HCE received a lot of high-quality submissions for The Green Issue – sadly, too many to fit inside the magazine! So we offered some shortlisted writers and artists the chance to be published here on the website. Keep an eye on our social media for more great writing like this, in the run-up to the release of The Green Issue

 

Sometimes I Feel My Ancestors
Must Have Been Beasts

Hannah Melin

 

Sometimes I feel my ancestors must have been beasts. When I dig into that cording in my gut that drags out in a twisting line across oceans and centuries, it seems impossible that I share a core with gentlefolk in layers of well-ironed wool or ship captains in starched overcoats with finely trimmed facial hair. I try to picture myself in their lantern-lit homes, but the walls feel claustrophobic and the petticoats feel itchy and I can’t catch a full breath in a laced-up corset. No, these people were not my ancestors.

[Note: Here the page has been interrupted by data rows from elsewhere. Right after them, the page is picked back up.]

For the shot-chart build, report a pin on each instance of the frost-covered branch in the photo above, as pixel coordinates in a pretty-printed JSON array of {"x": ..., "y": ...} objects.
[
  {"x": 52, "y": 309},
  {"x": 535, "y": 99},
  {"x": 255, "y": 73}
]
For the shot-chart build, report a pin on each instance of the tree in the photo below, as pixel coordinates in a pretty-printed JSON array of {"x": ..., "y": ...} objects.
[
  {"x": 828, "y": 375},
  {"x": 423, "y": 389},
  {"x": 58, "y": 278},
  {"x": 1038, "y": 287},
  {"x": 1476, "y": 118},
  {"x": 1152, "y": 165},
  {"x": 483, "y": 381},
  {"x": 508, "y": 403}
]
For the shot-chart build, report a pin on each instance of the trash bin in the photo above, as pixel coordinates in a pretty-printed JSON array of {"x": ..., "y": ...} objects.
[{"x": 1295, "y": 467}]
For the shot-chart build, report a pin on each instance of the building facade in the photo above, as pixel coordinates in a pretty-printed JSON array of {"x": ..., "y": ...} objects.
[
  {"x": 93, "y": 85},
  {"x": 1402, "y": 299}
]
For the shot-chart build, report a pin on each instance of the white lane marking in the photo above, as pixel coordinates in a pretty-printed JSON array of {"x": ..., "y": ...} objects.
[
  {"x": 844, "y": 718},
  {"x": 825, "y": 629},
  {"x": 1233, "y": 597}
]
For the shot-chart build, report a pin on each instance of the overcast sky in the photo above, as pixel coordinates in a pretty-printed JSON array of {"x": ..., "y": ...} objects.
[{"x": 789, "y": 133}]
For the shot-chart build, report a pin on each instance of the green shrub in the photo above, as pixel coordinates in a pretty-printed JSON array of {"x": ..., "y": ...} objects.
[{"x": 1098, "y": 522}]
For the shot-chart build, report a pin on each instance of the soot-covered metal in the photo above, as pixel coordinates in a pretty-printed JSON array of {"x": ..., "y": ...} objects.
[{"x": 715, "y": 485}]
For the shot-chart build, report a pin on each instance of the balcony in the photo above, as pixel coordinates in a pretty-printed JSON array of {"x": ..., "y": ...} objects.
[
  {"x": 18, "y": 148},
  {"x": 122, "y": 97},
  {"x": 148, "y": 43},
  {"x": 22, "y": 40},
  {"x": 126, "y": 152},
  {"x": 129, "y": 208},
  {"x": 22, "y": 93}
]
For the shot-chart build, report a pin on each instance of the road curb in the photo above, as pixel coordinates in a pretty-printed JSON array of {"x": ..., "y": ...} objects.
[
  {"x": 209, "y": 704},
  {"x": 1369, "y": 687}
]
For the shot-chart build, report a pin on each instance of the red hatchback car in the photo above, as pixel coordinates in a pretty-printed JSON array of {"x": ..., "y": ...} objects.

I think about the lunatics of Victoria’s England, running wild on the moors, the ones who gave lunacy its name. London’s lycanthropes: tearing off buckled boots to feel the marsh squish between their bare toes, whooping and hollering and howling at the moon which hangs so low over that mist-covered island country. Those trapped in stone-walled asylums thrash themselves against the bricks, banging their shoulders harder and harder against their cell and rattling their chains, crying out to their pack-brothers on the surface world above.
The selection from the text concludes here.